Достав из портфеля сверток, я извлек из-под стекла оба свитка. Профессор взяла их, положила на низенький столик и, даже не надев очки (разумеется, она-то в них не нуждалась), сразу начала читать. Некоторое время спустя она подняла глаза и возмущенно заявила:
— Острова под названием Тесал в Римской империи не существовало. Это подделка.
— А вы не могли бы мне перевести хотя бы часть, профессор? — пристыженно попросил я.
Она снова бросила на меня проницательный взгляд.
— Вы хотите сказать, что даже столь простой текст вам уже не по зубам?
С упреком покачав головой, она вернулась к свитку и начала — умело и бегло — переводить, произнося слова тем самым густым, сочным голосом, который я так хорошо помнил. Но это была не поэзия. Пока она продолжала, без усилий переводя с листа, вошла ее старая экономка с подносом, на котором стояли кофейный сервиз и ваза с печеньем. Я воспользовался этой возможностью, чтобы достать писчую бумагу и ручку, которые привез с собой, и попросил профессора надиктовать мне текст.
Через час мы закончили. Я не знал, что и думать.
— Ну? — многозначительно произнесла она. — Что скажете теперь?
Не зная, что она имеет в виду, я мгновение спустя решился осторожно высказаться:
— Определенно любопытно. Разумеется, крайне прискорбно, что середина отсутствует, но, как я вам говорил, герр Райманн нечаянно ее уничтожил…

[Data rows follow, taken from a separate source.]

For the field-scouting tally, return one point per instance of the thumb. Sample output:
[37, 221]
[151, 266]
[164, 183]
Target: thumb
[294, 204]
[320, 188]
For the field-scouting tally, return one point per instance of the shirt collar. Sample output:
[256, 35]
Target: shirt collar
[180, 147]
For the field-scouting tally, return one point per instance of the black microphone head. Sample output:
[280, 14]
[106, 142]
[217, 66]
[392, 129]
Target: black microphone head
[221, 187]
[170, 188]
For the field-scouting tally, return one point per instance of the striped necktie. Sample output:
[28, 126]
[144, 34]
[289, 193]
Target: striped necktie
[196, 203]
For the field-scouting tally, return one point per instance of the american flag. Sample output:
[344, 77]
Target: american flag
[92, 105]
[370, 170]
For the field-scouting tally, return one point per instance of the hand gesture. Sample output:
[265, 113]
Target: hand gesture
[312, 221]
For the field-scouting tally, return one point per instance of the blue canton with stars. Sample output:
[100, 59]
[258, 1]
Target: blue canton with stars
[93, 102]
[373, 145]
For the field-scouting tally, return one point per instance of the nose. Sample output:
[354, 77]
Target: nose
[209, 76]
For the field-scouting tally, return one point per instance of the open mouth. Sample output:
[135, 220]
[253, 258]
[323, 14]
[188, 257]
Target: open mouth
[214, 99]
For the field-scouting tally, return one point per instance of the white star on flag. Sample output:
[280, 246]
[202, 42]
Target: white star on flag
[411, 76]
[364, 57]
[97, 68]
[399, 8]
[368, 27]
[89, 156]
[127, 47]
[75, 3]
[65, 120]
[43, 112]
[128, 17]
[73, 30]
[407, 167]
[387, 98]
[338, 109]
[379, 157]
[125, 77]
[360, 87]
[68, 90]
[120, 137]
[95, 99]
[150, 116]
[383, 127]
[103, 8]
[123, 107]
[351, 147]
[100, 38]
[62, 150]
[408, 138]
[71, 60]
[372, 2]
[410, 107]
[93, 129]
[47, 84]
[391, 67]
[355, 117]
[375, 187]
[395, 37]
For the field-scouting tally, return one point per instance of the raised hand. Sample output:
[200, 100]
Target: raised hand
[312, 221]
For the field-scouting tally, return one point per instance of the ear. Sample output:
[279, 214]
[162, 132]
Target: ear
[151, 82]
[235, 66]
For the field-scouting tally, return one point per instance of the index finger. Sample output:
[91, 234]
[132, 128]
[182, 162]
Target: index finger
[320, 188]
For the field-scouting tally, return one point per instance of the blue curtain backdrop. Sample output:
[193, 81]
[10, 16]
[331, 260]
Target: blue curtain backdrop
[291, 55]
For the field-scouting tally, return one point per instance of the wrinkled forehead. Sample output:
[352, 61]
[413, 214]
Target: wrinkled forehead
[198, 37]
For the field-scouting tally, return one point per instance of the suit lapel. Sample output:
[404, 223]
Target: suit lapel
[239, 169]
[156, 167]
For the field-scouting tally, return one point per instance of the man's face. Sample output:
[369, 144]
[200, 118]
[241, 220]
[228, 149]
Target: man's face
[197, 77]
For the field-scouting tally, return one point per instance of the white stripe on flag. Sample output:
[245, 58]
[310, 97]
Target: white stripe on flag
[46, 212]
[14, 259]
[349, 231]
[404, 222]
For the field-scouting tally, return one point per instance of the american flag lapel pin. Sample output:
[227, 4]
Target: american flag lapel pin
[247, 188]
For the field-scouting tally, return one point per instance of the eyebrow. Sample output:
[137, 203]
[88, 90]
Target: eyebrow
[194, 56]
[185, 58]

С чем-то сродни грустной насмешке во взгляде голубых глаз она спросила:
— Вы не слишком сильны в литературе, верно?
Пришлось признаться, что я немало забыл.
— Но ведь я многое помню. Лукреций: «De rerum natura, Aenis, Ars».
[124]
— Я говорю не о римской литературе, — прервала она и, снова помедлив, вынесла свой приговор: — Очевидная подделка. Написана на великолепной латыни, но тем не менее — подделка.
Я был раздавлен. Я не сомневался в ее правоте и тем не менее не мог выбросить свитки из головы и по дороге домой раз за разом перебирал длинный перечень оставшихся без ответов вопросов.